Porta-retratos

A importância a respeito do constante refletir sobre o passado, com o fito de se extrair crescimento de forma maciça, foi discutida em texto anterior. Esta feitura, por sua vez, colima tratar de uma das peças mediante a qual é possível nos manter em comunicação com as nossas páginas pretéritas logrando maior efetividade: os amigos.

Para viver bem, como também já se antecipou em escritos outros, a sabedoria é requerida, sob pena de, em se existindo desvairadamente, tão-somente distanciarmo-nos da elevação quanto mais existimos e, com isso, nenhuma contribuição de grande relevo deixarmos a um número mais significativo de indivíduos, restringindo-nos, e às vezes, apenas aos que nos circundam. A sabedoria, por fim, representa a noção de administração útil de tudo o que nos envolve.

A união possibilita mais crescimento, por óbvio, visto que os aprendizados constantes de cada jornada individual se somam e, na permuta, são encarados sob as mais diversas perspectivas evolutivas. Formula-se nesse processo, com efeito, um salutar intercâmbio. Esta é uma forma racional de enxergar a união, seja de amizade ou de quaisquer outras espécies.

Quando, contudo, aludimos a nos atrelar a pessoas com as quais nos afinamos por razões pessoais, tem-se uma magnífica oportunidade de aliar a racionalidade à emotividade e, assim, por sermos seres humanos, irmos mais longe no nosso desenvolvimento individual. É mais do que um necessário vínculo de profissionalismo ou do que aquele imposto pela consangüinidade, a qual, isoladamente, muitas vezes, nada significa.

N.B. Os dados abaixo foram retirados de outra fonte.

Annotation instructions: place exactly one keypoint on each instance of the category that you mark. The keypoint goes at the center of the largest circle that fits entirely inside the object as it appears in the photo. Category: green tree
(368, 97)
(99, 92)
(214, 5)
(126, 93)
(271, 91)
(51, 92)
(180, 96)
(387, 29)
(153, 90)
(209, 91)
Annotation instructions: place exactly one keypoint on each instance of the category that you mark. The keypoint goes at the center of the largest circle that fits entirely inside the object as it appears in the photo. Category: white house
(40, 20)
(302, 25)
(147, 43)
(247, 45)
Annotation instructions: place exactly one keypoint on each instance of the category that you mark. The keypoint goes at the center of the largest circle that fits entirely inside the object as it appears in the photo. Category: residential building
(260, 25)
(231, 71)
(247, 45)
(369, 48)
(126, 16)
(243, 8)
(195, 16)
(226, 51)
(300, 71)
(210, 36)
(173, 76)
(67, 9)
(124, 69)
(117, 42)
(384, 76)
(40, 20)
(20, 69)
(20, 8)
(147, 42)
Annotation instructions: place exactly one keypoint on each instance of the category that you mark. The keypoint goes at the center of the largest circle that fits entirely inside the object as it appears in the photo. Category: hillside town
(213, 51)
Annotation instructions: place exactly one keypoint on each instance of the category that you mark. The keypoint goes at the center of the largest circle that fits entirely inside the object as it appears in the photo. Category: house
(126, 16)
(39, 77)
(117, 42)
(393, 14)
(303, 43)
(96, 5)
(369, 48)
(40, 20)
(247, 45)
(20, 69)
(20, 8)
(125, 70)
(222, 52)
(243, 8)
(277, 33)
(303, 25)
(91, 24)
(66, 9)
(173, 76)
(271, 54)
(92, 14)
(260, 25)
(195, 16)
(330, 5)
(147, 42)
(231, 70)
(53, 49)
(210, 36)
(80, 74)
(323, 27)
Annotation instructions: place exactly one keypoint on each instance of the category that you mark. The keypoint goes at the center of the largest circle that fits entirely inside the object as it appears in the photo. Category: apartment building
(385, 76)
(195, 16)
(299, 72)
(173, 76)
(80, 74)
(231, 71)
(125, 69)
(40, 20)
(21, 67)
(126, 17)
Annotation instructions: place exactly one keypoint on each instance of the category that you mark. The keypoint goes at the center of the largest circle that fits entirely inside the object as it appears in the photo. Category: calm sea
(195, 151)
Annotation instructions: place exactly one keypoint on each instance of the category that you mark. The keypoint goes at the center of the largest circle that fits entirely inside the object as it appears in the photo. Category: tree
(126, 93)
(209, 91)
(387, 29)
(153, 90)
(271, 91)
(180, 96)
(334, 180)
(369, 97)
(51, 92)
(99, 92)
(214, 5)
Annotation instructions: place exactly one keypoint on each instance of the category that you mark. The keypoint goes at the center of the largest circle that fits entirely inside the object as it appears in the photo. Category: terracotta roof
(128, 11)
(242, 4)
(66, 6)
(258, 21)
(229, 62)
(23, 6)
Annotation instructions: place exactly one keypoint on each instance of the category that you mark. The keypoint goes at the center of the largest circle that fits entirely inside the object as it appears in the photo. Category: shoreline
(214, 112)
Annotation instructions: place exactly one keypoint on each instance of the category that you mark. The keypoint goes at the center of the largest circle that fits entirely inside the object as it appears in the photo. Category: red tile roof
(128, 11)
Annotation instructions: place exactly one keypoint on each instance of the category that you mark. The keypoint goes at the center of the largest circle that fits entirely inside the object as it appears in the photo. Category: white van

Os amigos nos ajudam, como dito, a cumprir tal função. O sentimento de afeição por eles existente ganha volume com o protrair do tempo e, conquanto não seja somente em virtude dos bons momentos compartilhados, especialmente, é-o. Embora se deva viver um constante mergulho ao passado como um todo, extraindo prosperidade, incessantemente, de todas as sortes de experiências, é das positivas que as pessoas mais saudáveis lembram-se mais, inclusive pela ânsia de revivê-las.

Com o peso das nossas páginas, fica interessante reviver essas pessoas que nos brindaram com a construção de momentos de êxitos. A força com que esses momentos na nossa mente se instauram, na forma de recordações, é tamanha ao ponto de não permitir que os blocos de anos sejam capazes de ofuscá-las, mas, ao revés, de abrilhantá-las, tornando-as mais especiais do que quando foram propriamente vivenciadas. É algo que não deveria fazer sentido, mas só o faz. O sentimento de nostalgia, naturalmente, suscita um maior apreço e o vulgo, costumeiramente, explica-o.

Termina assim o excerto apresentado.